Chalmers’ signals a Labor turn to right

Australian Conservatives Release

Opposition Treasury spokesman Jim Chalmers is sending a vital signal­: the 2019 election big-spending, big-taxing Shorten agenda has to change.

The Conservative Party has welcomed the news saying big-government socialism has no place in modern Australia.

The Australian reports, Labor needs to recognise that it’s not just a matter of dumping or tweaking unpopular tax policies, such as the proposals on franking credits or negative gearing, but of making a wholesale change in philosophy back to the centrist economics of the Hawke-Keating years.

This is Chalmers becoming his own man, moving out from under the shadow of Wayne Swan and the Rudd government, turning down leadership deals to be tied directl­y to anyone from the Shorte­n era, and reconnecting to realistic, centrist economic manage­ment of successful Labor where billion-dollar promises have a political price.

Labor lost the election because voters believed they would be taxed to the tune of $378 billion but didn’t believe that they would get the billions in services Bill Shorten promised almost daily during the election campaign.

What’s more, Scott Morrison, in appealing to Labor’s base of tradies, middle-income earners and aspirational voters, successfully campaigned by declaring that people just didn’t believe politic­ians who promised to spend big and solve every problem.

As well, the Prime Minister, despit­e pressure and false claims of billions in cuts to spending on health and education, maintained an austere, orthodox economic approach aimed at growth creat­ing jobs and wealth.

Across the nation people accept­ed this reality and rejected Shorten’s nirvana of wealth ­redistribution and debt and deficit reduction without spending control­s.

On the one hand, what Chalmers is saying is just common sense – if Labor changes its tax plans, it has to change its spending plans accordingly.

“If we don’t end up taking the exact same tax policies to the next election that we took to the last one, then it is entirely reasonable to assume we will have to recalib­rate our spending plans too,” he said yesterday.

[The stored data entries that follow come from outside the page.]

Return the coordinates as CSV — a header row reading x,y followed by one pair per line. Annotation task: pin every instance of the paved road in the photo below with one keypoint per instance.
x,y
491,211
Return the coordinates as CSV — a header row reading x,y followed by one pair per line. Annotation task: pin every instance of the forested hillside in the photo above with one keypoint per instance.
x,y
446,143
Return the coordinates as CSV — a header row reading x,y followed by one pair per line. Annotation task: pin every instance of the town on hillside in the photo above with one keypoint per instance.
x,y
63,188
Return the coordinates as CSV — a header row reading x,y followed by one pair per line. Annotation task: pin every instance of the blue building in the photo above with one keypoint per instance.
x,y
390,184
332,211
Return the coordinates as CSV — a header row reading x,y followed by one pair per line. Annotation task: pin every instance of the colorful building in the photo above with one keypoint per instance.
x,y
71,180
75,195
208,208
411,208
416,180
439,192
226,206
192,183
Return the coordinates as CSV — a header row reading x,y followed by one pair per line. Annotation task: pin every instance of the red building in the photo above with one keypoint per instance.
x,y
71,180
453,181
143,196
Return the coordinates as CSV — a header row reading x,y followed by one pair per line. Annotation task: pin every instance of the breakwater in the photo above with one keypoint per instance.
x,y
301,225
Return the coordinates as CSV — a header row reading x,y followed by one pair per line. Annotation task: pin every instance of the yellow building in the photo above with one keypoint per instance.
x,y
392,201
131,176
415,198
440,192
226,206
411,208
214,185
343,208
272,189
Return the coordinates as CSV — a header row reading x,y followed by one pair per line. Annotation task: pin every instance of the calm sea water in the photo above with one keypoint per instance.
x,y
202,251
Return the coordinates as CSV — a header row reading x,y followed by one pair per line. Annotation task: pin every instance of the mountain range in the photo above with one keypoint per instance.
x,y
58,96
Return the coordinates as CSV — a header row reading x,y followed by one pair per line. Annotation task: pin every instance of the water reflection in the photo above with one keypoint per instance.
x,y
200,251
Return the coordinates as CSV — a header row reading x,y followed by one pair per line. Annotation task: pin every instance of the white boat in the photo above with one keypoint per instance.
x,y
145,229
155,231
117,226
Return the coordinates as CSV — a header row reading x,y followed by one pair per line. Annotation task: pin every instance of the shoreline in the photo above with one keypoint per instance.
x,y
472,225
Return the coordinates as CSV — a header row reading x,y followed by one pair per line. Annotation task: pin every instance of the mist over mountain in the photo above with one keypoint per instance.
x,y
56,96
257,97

On the other hand, although no decisions have been taken, Chalmers is flagging a “radical” shift for Labor back to the centre, back to the idea that ­workers benefit most from having a job, wages are strongest ­during a strong econo­my without government subsidies and the “sharing of the pie” envisaged by Bob Hawke, Paul Keating and Bill Kelty in the 1980s and 90s works best when the pie is bigger.